On its 6-month chart we can see how silver went
parabolic to become fantastically overbought by the end of last month, as
shown by the oscillators at the top and bottom of the chart and by the huge
gap that opened up with its 200-day moving average. During the week before it
crashed down there were clear candlestick warnings of imminent failure, with
a marked Reversal Day appearing that took the form of a long-legged doji that came close to being a strongly bearish
"gravestone doji". Now that it has
crashed down close to very strong support and the uneducated public have
become alarmed and turned bearish, we are seeing the opposite type of
candlesticks appearing - long tailed bullish candlesticks, including a
"bull hammer" on Thursday. This is saying to us that a significant
tradable rally is imminent, even though there is likely to be a another downwave later that
takes silver to a lower low probably in the $28 area to complete the reactive
phase.
The leveraged silver ETFs magnified the manic
depressive lunacy of silver speculators of course, with the ProShares Ultra Silver shown below, which appeared on the
site as part of an article about silver bull ETFs and Call options in same,
taking a more than 50% haircut in under 2 weeks. It has arrived back in a
zone of strong support is a state of massive compression - meaning that it
has reacted back fast and deep into the preceding major uptrend, a situation
that normally results in a big relief rally.

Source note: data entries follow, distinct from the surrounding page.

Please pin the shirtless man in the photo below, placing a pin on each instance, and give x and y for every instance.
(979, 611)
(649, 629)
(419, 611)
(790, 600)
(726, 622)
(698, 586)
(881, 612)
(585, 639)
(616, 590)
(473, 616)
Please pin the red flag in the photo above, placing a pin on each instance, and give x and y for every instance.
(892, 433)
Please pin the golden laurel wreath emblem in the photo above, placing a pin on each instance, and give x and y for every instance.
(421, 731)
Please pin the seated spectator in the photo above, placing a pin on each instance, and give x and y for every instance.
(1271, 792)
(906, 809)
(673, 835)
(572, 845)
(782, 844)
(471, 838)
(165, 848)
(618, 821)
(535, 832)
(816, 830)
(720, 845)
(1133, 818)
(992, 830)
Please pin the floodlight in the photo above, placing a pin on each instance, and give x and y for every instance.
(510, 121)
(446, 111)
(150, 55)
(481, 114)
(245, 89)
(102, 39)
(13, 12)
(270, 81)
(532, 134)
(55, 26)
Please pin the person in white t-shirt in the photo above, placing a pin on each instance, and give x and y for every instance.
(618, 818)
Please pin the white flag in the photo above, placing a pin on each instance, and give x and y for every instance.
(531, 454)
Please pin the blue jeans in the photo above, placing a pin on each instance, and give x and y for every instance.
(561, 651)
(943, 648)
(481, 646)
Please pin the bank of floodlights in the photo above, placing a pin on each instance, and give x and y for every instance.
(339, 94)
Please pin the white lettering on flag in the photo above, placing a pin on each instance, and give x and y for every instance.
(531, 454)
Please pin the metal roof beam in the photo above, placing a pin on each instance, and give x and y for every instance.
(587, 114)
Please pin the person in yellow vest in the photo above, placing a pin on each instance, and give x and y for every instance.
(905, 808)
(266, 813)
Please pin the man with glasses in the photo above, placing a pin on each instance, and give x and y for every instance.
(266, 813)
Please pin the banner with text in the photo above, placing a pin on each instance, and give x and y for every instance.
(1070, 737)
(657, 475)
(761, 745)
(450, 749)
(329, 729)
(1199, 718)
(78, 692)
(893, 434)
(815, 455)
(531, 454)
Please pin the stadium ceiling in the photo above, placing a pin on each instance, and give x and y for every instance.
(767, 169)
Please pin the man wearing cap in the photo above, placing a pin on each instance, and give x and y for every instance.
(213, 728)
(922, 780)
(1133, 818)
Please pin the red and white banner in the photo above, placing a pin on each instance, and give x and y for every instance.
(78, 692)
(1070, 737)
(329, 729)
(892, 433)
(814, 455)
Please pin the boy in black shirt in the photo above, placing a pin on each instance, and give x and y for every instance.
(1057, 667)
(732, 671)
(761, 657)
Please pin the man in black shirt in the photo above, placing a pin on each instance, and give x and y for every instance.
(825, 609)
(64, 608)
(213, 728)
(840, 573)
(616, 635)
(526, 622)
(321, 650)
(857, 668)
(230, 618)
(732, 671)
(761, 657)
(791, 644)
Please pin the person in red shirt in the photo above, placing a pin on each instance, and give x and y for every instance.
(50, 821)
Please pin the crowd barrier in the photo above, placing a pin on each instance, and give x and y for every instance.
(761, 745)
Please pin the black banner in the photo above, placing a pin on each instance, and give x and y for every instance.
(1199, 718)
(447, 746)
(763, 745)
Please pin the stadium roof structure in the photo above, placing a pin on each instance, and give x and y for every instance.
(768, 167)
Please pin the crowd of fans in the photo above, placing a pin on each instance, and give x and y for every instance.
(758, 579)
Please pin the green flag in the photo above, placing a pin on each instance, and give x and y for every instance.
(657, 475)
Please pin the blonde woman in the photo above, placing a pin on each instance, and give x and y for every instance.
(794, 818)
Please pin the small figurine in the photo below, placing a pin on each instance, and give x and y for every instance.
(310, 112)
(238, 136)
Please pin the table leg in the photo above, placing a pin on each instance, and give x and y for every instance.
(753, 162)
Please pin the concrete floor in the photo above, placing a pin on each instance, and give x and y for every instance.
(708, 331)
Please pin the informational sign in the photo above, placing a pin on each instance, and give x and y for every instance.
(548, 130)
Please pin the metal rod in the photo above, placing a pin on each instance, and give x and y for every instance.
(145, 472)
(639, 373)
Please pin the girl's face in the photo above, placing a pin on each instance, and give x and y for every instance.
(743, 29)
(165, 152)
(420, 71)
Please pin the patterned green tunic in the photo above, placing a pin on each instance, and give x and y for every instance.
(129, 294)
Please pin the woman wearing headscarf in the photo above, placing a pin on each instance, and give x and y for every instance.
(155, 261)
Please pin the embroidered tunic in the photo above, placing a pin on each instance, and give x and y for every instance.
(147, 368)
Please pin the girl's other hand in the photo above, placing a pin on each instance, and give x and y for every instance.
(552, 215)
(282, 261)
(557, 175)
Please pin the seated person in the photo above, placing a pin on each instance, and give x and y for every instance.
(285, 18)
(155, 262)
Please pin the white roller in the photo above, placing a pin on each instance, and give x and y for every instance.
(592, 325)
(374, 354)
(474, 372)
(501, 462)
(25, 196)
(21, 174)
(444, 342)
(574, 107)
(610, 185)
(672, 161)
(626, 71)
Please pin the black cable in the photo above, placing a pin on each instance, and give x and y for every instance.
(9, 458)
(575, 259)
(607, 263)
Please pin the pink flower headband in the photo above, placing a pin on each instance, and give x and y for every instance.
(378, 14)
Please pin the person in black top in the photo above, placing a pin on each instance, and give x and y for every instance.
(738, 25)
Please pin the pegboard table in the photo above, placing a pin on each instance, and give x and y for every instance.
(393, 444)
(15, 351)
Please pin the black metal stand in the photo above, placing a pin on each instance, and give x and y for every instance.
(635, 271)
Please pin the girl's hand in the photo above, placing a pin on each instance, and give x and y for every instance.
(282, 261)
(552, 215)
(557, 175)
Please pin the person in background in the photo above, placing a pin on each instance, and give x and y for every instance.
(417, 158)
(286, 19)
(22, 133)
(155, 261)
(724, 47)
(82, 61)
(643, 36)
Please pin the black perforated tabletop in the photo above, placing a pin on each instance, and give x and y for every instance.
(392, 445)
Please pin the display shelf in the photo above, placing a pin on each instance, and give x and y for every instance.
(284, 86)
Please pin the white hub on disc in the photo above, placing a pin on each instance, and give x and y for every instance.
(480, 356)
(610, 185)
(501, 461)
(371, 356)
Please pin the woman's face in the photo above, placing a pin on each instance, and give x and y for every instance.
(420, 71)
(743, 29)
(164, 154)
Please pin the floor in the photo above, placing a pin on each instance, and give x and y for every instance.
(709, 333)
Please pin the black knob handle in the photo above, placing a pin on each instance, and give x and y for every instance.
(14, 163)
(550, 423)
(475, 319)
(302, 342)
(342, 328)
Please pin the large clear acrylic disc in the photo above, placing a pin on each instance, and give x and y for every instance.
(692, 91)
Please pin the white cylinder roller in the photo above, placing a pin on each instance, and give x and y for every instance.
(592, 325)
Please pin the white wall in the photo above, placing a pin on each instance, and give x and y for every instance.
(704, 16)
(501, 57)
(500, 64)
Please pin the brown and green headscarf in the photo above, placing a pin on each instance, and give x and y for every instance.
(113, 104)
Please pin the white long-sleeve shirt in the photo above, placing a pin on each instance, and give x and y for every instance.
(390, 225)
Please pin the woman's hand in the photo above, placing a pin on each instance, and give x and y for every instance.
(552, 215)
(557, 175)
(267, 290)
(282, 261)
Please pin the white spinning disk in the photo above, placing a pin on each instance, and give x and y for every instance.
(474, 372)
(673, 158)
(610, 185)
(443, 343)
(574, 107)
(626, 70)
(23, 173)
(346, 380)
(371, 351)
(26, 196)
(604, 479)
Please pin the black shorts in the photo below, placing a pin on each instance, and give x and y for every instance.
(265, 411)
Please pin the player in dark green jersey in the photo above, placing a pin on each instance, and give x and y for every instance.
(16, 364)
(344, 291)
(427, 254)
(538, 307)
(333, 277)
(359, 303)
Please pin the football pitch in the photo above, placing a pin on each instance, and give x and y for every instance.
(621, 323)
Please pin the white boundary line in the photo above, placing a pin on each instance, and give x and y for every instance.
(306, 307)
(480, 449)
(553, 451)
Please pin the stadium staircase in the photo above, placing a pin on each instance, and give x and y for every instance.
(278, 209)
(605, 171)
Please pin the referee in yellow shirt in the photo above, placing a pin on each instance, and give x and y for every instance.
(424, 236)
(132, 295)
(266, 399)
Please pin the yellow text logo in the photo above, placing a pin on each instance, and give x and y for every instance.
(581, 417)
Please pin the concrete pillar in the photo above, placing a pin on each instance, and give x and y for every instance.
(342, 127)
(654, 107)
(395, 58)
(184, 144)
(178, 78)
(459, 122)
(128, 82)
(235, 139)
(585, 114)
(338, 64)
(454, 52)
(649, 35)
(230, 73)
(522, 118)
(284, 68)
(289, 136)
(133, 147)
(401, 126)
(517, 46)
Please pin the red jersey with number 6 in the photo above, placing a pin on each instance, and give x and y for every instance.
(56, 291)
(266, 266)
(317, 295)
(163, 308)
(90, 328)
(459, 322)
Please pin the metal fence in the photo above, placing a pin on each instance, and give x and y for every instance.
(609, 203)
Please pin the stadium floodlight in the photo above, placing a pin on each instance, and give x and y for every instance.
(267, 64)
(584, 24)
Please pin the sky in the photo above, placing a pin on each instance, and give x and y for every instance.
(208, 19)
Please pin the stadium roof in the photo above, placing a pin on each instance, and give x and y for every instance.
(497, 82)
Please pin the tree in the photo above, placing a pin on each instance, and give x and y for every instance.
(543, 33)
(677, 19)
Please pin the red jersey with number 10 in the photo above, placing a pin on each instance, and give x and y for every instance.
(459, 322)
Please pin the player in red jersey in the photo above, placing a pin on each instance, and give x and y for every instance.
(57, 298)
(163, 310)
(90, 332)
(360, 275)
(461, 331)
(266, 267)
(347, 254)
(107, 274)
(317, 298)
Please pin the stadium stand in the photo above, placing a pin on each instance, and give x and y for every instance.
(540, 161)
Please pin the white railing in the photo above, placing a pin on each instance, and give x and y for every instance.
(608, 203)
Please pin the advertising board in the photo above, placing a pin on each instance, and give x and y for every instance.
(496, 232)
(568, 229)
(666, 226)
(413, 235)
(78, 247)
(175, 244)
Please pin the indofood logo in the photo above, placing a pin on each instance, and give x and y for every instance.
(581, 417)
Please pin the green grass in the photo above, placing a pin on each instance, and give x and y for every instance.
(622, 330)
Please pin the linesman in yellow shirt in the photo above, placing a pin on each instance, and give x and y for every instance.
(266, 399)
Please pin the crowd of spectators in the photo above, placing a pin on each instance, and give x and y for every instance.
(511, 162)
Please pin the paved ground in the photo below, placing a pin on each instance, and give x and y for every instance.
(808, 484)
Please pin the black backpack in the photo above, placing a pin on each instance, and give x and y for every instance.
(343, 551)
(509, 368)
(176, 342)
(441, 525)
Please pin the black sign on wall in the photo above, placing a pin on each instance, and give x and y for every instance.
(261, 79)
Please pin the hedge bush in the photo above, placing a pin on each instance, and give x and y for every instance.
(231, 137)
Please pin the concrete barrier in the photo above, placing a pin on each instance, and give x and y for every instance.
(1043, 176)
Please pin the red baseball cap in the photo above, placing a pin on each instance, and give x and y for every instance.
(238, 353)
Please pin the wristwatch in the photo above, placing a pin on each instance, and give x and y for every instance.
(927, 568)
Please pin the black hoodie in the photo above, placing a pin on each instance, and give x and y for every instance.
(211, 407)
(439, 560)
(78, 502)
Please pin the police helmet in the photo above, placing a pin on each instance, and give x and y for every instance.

It is worth taking a look at the silver COT chart
here in relation to the 6-month silver chart. Although the COT chart was
highly deceptive ahead of the collapse as it looked bullish, it is still
useful as it shows that we have the lowest Commercial short and Large Spec
long positions by a substantial margin for the period of this chart, and in
fact going back further - at least a year. This means that at least as far as
the COTs are concerned, there is room for a big rally in silver going
forward. Actually the COTs are even more bullish than this chart would
suggest, as it is up to date as of last Tuesday, and it thus reasonable to
suppose that the Commercial short and Large Spec long positions have dropped
back even more on the sharp drop in silver that occurred on Wednesday and
Thursday of last week.
As we are professionals in the field of market
analysis, but not in the field of psychiatry, we of course only have layman's
terms to describe the crazed state of mind of the average silver speculator,
such as bonkers, dippy, doo-lally, gaga, garrity, kooky, loco, moonstruck, off their rockers,
round the twist, a few slates short of a roof, lost their marbles, mad as a
March hare, not firing on all plugs, round the bend, unhinged etc and you may
be able to think of some more. They would make great subject matter for a PhD
thesis, but we don't really want the men in white coats turning up and
dragging them off, despite the title of this article - we need these people
to keep buying high and selling low so that we can the exact opposite.